L’ Italia si è presentata al tavolo con un rapporto debito-pil oltre il 140%, e un rapporto deficit-pil oltre il 5% ed orientata a un patto molto più elastico del precedente. Il nuovo patto di stabilità, approvato il 20 Dicembre, è frutto sostanzialmente di un accordo tra Germania e Francia che ha soddisfatto solo marginalmente le richieste dell’Italia. Da qui la “vendetta” sul MES, il cui voto è arrivato nel giorno successivo. Teoricamente il Governo avrebbe potuto porre il veto direttamente al patto di stabilità ma il no al patto al Consiglio Europeo sarebbe stato dal punto di vista politico estremamente più pesante del no alla riforma del MES in Parlamento. Inoltre la Lega aveva manifestato di essere comunque orientata al no alla ratifica della riforma e FdI, votando a favore, avrebbe lasciato in vista delle europee troppo spazio agli alleati della Lega.

Giorgetti sotto tiro

La correlazione tra il no al Mes e il patto di stabilità ha fatto da sponda alle opposizioni che hanno visto nel no al MES una conferma della sconfitta a Bruxelles. Lo stesso ministro dell’economia Giorgetti affermando che avrebbe ratificato il MES, ma che “non era aria” ha fatto intendere che il no al Mes è stato frutto della delusione per il patto di stabilità. 

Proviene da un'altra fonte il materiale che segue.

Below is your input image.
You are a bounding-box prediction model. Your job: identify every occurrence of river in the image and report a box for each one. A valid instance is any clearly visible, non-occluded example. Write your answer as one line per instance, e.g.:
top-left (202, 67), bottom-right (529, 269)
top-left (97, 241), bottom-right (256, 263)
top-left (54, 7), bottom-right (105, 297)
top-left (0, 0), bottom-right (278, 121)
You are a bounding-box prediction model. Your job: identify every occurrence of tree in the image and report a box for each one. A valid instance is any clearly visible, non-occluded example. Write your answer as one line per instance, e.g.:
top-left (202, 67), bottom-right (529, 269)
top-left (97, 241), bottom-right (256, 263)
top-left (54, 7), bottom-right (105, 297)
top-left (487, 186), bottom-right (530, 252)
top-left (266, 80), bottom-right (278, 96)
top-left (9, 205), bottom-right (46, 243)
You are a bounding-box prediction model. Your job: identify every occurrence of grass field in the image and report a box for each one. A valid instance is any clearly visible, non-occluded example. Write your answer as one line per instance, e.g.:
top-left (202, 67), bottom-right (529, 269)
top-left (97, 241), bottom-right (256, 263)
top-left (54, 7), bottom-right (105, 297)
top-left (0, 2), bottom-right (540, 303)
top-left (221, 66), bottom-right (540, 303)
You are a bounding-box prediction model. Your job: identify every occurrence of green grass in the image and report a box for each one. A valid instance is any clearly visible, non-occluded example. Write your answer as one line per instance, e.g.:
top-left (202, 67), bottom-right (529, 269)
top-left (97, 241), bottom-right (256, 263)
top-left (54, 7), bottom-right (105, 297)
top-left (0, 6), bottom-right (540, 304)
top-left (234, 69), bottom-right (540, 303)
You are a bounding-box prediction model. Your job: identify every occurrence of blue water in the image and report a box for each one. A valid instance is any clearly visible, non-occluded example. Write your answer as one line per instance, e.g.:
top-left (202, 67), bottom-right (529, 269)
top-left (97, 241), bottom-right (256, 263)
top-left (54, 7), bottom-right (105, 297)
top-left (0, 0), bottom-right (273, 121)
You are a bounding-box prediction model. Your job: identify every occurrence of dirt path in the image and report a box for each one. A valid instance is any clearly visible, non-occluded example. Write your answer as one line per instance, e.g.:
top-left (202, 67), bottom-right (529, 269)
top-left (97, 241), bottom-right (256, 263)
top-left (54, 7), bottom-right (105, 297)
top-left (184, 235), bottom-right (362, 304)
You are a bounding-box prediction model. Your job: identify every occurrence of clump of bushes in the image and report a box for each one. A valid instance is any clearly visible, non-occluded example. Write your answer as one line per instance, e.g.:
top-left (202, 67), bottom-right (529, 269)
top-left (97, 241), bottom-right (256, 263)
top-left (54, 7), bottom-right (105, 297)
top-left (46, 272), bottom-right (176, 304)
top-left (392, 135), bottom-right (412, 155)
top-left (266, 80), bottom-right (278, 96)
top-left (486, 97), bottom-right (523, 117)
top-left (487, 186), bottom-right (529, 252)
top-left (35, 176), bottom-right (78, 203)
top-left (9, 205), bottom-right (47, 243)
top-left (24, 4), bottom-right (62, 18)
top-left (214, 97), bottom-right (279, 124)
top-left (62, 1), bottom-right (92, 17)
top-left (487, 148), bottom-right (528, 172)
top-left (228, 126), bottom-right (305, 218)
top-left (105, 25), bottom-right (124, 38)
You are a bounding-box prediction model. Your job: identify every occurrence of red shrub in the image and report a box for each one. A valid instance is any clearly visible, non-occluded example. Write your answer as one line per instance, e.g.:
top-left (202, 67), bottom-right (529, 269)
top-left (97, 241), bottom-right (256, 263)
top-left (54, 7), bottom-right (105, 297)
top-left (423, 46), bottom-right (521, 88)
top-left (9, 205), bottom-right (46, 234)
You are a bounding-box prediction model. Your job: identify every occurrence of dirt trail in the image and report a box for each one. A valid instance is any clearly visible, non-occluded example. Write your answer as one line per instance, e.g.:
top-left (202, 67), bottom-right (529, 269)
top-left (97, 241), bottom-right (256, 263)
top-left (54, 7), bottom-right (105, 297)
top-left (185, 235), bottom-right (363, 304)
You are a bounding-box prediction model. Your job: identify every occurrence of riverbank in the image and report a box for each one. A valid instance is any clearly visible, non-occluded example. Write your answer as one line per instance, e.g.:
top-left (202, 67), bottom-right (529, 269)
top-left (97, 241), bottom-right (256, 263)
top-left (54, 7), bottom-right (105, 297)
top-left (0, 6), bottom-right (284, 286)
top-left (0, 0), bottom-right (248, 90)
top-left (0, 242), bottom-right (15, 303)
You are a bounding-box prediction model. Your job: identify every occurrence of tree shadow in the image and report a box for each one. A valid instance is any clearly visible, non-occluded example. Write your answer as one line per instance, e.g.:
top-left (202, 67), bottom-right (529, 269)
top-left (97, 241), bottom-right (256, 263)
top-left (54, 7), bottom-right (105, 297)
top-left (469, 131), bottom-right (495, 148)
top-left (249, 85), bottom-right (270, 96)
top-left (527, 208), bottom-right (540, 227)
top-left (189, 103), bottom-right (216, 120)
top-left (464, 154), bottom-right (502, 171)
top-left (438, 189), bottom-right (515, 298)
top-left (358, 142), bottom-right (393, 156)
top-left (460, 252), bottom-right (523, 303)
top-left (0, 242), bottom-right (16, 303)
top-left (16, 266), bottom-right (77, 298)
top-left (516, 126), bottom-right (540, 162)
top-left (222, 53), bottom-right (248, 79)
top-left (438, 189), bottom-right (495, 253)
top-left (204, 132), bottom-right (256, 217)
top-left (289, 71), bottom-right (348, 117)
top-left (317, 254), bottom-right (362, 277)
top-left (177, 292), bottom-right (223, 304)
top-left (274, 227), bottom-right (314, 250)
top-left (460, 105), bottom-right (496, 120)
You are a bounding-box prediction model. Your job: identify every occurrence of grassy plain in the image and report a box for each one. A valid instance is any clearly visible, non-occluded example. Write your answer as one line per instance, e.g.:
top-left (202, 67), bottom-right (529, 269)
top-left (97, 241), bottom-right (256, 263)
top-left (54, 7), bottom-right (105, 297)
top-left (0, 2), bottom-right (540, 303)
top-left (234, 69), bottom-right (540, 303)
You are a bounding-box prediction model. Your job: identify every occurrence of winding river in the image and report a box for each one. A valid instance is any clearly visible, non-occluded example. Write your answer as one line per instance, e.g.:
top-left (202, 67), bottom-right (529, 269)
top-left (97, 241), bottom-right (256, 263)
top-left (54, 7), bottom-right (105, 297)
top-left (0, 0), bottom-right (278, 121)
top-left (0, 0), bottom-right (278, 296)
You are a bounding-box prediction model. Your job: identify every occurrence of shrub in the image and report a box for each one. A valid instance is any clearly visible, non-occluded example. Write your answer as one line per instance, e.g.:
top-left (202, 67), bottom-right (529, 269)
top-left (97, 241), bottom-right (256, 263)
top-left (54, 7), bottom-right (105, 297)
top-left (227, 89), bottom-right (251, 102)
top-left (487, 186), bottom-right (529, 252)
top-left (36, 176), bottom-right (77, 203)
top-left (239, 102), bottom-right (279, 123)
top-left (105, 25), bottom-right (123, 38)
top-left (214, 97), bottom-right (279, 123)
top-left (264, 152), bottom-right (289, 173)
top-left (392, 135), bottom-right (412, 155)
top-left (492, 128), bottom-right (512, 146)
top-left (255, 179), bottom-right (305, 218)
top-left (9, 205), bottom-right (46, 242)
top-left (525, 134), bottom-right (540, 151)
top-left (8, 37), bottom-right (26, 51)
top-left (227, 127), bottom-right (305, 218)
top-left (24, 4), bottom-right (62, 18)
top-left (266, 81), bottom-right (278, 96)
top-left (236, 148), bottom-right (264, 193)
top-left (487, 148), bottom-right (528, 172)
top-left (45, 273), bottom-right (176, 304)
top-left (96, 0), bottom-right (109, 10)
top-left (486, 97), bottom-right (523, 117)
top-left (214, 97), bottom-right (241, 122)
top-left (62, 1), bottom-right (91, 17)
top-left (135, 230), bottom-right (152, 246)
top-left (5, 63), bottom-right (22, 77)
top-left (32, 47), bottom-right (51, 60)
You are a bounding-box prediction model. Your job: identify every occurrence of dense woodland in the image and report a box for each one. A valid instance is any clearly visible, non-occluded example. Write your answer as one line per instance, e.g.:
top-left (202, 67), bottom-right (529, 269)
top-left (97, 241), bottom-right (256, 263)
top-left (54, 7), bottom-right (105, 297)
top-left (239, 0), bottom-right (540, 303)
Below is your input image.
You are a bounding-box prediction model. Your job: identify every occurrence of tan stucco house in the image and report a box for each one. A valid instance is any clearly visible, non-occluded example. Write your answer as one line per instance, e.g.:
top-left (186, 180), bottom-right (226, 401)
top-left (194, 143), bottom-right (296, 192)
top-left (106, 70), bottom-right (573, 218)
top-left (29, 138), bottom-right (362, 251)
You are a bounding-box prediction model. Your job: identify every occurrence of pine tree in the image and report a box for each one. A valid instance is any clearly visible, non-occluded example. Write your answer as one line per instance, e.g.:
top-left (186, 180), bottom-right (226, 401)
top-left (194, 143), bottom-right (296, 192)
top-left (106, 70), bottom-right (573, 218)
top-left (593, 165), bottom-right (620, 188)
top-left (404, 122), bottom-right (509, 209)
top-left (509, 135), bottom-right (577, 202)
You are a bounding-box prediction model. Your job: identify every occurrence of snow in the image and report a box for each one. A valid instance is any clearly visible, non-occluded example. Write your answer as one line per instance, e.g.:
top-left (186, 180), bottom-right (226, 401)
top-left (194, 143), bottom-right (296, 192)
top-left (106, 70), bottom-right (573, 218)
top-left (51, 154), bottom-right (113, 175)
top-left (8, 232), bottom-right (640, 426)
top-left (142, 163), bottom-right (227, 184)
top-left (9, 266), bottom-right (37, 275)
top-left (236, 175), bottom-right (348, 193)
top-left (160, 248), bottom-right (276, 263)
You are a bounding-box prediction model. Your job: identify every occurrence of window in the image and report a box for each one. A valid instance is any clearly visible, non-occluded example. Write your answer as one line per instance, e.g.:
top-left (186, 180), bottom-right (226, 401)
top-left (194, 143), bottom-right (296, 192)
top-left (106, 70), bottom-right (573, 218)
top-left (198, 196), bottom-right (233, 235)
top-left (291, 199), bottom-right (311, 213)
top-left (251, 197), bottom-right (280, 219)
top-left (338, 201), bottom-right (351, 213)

Il ministro di via XX Settembre è ora sotto tiro. Per Magi ( + Europa ) “A questo punto Giorgetti ha una sola strada davanti: le dimissioni”. Per Calenda ( Azione ) “Giorgetti dovrebbe seriamente valutare la possibilità di continuare a fare il ministro dell’economia”. Per Amendola ( Partito Democratico ) “il ricatto per il quale non ratifichiamo il Mes perché approviamo il patto si stabilità si è svelato” e il ministro “dinanzi a questo voto dovrebbe trarre le conseguenze”.

“I consigli dell’opposizione sono sempre utili. Permettete, però, che poi decida io”, ha risposto Giorgetti ironicamente ai cronisti che gli chiedevano se avesse intenzione di lasciare. 

In ogni caso il voto sul Mes ha mostrato una divisione tra il governo e il suo ministro dell’economia. Ha mostrato una divisione all’interno della maggioranza tra Forza Italia / Noi Moderati e Lega / Fratelli d’Italia, che andranno alle europee in gruppi diversi. E ha mostrato una divisione tra l’Italia e l’Europa. Il nostro paese fatica ancora a capire che non è un interlocutore di quest’ultima ma che fa parte di essa.